The U.S. added a forecast-beating 224,000 new jobs in June, rebounding from a lull in the prior month. The 12-month rate of hourly wage gains was unchanged at 3.1%, and this detail of the report continues to lag despite such a strong hiring climate.

“The [oil futures market] fluctuations post non-farm payrolls will do little to disrupt the overall trend of slower economic activity globally,” said Edward Moya, senior market analyst at Oanda. “It is difficult to muster up an argument for higher prices in the short term. U.S. production is still on an upward trajectory, global demand is falling and geopolitical risk [is] likely to be sold into.”

Global economic worries led to choppy trading in oil markets this week. The OPEC decision Monday came as officials there keep close tabs on the risk to demand from global trade tiffs and as tensions percolate between Iran and the West.

With tensions heightened, an Iranian Revolutionary Guard commander threatened on Friday to seize a British ship in retaliation for the capture of an Iranian supertanker in Gibraltar by Royal Marines. “If Britain does not release the Iranian oil tanker, it is the authorities duty to seize a British oil tanker,” Mohsen Rezai said on Twitter.

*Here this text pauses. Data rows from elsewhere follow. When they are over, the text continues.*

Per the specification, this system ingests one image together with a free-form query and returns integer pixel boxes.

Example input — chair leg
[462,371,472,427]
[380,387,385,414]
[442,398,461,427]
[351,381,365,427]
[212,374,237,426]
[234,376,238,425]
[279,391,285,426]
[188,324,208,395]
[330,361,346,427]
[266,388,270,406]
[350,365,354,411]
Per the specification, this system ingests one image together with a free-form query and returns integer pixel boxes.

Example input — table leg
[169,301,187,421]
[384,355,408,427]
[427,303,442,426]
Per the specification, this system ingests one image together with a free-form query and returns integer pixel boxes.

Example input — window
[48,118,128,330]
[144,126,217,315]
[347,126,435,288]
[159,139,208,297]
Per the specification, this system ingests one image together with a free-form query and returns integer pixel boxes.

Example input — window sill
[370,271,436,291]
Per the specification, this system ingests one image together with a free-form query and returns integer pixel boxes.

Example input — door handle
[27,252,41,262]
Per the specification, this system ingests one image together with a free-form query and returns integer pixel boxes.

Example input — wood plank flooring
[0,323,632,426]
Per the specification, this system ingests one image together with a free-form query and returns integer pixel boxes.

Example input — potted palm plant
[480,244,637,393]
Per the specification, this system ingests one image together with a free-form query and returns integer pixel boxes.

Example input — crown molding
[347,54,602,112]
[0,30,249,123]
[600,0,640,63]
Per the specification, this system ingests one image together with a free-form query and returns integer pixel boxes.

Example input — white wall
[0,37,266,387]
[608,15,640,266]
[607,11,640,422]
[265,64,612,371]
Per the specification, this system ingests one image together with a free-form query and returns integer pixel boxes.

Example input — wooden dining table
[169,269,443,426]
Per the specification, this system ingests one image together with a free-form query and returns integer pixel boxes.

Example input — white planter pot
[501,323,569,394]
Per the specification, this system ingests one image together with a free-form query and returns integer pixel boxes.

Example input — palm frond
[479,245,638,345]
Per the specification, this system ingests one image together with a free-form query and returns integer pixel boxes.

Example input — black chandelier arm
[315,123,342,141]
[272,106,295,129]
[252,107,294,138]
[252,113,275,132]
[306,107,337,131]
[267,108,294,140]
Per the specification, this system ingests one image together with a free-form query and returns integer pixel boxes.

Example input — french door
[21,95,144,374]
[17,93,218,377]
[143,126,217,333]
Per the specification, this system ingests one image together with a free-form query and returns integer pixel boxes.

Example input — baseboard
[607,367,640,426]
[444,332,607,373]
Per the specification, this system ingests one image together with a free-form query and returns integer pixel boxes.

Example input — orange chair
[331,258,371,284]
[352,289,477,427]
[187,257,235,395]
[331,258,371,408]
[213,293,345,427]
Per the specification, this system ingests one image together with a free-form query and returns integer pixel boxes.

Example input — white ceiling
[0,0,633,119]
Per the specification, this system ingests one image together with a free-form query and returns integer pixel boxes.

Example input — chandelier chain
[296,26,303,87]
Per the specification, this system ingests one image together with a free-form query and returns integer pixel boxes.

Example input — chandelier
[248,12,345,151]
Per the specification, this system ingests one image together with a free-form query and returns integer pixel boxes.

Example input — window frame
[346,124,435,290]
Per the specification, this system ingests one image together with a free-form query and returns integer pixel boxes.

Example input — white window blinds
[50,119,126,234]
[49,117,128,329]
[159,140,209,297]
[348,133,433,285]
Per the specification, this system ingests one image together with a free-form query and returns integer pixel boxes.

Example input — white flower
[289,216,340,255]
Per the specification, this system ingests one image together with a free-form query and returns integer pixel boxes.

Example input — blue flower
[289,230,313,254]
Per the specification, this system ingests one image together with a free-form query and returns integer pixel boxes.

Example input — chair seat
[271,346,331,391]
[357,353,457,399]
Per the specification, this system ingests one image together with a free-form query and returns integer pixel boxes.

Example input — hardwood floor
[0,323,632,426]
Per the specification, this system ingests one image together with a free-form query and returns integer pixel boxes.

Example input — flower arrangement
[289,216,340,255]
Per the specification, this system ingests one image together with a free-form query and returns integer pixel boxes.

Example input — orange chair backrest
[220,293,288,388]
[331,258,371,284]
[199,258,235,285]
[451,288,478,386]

Meanwhile, OPEC oil production hit a new five-year low in June as a rise in Saudi supply did not offset losses in Iran and Venezuela due to U.S. sanctions and other outages elsewhere, a Reuters survey found.

As for domestic data, the Energy Information Administration on Wednesday reported that U.S. crude supplies declined by 1.1 million barrels for the week ended June 28. Analysts polled by S&P Global Platts expected a greater fall of 3.7 million barrels in crude stocks, on average.

Separate data from Baker Hughes BHGE, +0.16% also released Wednesday ahead of the usual release Friday, revealed that the number of active U.S. rigs drilling for oil fell by 5 to 788 this week. That followed two consecutive weeks of increases.

Rounding out trading, August gasoline US:RBN19 inched up by 1.3 cents, or 0.7%, to $1.930 a gallon, scoring a rise of 1.7% for the week. August heating oil US:HON19 fell just over half a cent, or 0.3%, to $1.905 a gallon—for a weekly loss of 1.8%.

Natural-gas futures, meanwhile, rallied on the back of warmer weather forecasts, with August natural gas US:NGN19 up 12.8 cents, or 5.6%, at $2.418 per million British thermal units—the highest finish for a front-month contract since May 31. Prices saw weekly rise of 4.8%.

“Weather is predicted to turn hotter over the next six to 14 days,” with the National Oceanic Atmospheric Administration forecasts for the July 10 to July 18 period calling for hotter-than-normal temperatures through the majority of the country, said Christin Redmond, commodity analyst at Schneider Electric. That “should serve to finally lift power generation demand, shrink weekly storage injections, and ultimately support prices which have stayed near 36-month lows since the end of May.”